Gold was within sight of its lowest level in eight months on Wednesday, barely reacting to a slight drop in the US dollar as investors reassessed their positions after bullion dropped more than 7 percent this week.
Gold eased to $813.85/815.05 an ounce from $814.50/815.50 an ounce late in New York on Tuesday, when it tumbled to $801.90 ounce - its lowest level since late December as investors ditched bullion as the dollar surged. Silver and palladium also shed early gains. Platinum advanced in a technical rebound but there were no signs of buying from automakers, with most Japanese car plants closed for summer holidays.

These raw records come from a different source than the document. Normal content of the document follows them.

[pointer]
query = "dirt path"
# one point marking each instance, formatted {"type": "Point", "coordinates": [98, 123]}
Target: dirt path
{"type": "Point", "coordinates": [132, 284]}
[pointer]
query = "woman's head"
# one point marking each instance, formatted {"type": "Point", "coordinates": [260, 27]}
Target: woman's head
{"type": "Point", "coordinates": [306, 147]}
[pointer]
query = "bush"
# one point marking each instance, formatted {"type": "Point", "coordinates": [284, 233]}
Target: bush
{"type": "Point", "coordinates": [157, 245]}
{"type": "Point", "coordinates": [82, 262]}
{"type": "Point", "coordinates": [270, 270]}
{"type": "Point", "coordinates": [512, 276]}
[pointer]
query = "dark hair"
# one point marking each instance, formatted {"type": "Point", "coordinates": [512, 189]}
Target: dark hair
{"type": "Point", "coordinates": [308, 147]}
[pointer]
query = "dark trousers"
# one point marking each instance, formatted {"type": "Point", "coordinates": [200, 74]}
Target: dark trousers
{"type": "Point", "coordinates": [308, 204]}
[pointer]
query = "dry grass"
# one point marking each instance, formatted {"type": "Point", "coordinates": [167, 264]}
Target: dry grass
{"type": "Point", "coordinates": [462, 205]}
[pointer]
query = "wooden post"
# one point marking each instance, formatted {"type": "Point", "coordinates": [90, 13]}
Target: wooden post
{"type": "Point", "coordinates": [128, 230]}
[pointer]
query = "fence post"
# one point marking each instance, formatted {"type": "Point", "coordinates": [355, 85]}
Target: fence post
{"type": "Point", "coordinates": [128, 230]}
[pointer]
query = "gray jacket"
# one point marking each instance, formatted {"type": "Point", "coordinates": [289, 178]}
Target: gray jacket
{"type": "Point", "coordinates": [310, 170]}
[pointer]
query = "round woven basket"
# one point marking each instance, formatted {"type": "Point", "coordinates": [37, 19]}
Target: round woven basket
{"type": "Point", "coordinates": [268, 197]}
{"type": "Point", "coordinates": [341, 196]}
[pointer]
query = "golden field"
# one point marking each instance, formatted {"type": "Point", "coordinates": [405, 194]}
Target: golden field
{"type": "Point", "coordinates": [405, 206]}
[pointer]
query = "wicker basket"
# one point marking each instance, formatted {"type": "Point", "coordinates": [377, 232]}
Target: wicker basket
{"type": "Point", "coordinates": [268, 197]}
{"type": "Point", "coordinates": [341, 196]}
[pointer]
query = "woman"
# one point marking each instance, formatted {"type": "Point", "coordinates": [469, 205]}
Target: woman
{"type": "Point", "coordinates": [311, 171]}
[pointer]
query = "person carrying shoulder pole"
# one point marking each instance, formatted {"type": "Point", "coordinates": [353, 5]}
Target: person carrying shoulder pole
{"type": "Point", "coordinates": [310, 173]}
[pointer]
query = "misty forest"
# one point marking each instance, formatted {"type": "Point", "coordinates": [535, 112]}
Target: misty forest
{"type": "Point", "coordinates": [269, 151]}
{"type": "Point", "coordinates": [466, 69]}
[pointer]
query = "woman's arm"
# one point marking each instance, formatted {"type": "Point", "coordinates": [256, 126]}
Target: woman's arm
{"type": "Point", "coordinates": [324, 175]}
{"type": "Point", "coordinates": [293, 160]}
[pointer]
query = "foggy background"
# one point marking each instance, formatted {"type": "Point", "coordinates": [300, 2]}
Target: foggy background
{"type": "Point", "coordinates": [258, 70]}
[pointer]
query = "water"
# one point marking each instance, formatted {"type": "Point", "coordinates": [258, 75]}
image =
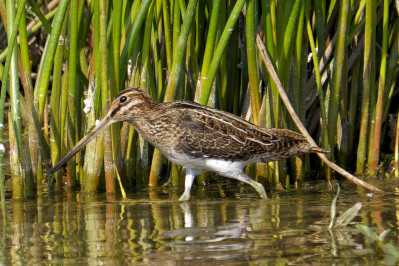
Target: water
{"type": "Point", "coordinates": [213, 228]}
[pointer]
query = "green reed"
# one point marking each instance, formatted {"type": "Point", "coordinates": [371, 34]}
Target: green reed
{"type": "Point", "coordinates": [339, 81]}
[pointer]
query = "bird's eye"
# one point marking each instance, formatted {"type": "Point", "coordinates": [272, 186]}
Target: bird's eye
{"type": "Point", "coordinates": [122, 99]}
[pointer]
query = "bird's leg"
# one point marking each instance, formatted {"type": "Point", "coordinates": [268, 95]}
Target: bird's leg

Spot platinum rose to $1,496.00/1,516.00 an ounce from $1,469.50/1,489.50 late in New York, off Tuesday's eight-month low at $1,462 an ounce. It briefly regained $1,500 on Wednesday in a technical rebound on early buying in Tokyo futures.
Platinum hit a lifetime high $2,290 in early March after a power shortage in main producer South Africa disrupted mining and sparked supply worries. Profit-taking and worries about falling demand for autocatalysts have erased all of this year's gains. Autocatalysts account for more than 60 percent of global platinum use. Spot palladium rose to $312/317 an ounce from $305.00/313.00 an ounce. Silver edged down to $14.58/14.66 an ounce from $14.60/14.66 late in New York. The most active Tokyo gold contract for June 2009 delivery on the Tokyo Commodity Exchange fell 56 yen per gram to 2,866 yen.